2025年大阪・関西万博を運営する日本国際博覧会協会(万博協会)は、万博会場の人工島・

夢洲

ゆめしま

(大阪市此花区)で建設業者が夜間や土日に工事をする際に必要な手続きを簡素化する検討を始めた。遅れが指摘される海外パビリオンの工事円滑化につなげたい考えだ。

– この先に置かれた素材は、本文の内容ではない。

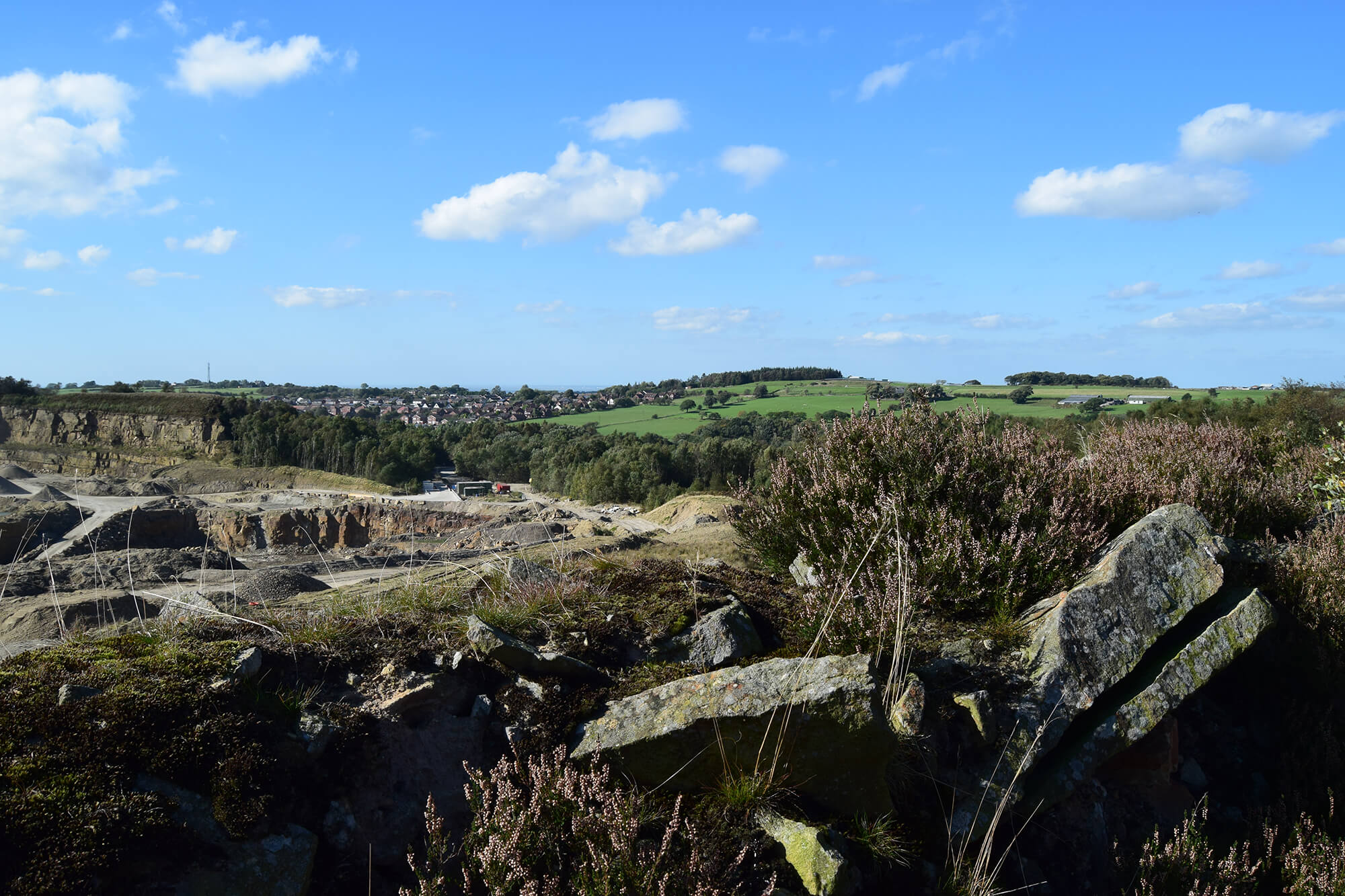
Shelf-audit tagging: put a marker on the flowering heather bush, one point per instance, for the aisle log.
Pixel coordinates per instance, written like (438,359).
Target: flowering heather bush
(541,826)
(991,520)
(1241,486)
(1308,862)
(1309,577)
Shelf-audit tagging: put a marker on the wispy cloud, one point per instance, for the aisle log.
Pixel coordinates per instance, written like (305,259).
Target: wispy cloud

 万博協会は夢洲での建設工事の時間を原則、平日の午前8時~午後6時と定めている。建設業の時間外労働の上限規制といった働き方改革を踏まえた取り組みで、時間外の作業には事前の申請を求めている。
 一方で、海外の参加国が自前で建てる「タイプA」のパビリオンは、着工済みが17か国(4月25日時点)と、出展予定の3分の1にとどまっている。
 工事が本格化するのはこれからとなり、建設工事が長引くほど、後工程を担う内装・展示業者の工期が切迫する。建設を請け負った事業者からは「時間外も作業していかないと開幕に間に合わない」といった声が寄せられているという。
 そこで、「時間外労働の上限規制は必ず守ってもらう」(協会幹部)とした上で、現在は、土日に作業をする場合、6日前(平日の時間外は前日)としている申請期限を柔軟にする。工事車両が通行するゲートの開場時間を延ばすことや時間外工事に伴って生じる警備費などの軽減策も検討していく。
 こうした取り組みで建設工事をしやすい環境を整え、業者が決まっていないタイプAの国について、業者の受注を促す狙いもある。
 万博協会によると、今年1月に8件だった時間外工事の申請数は2月に28件、3月に51件と増加している。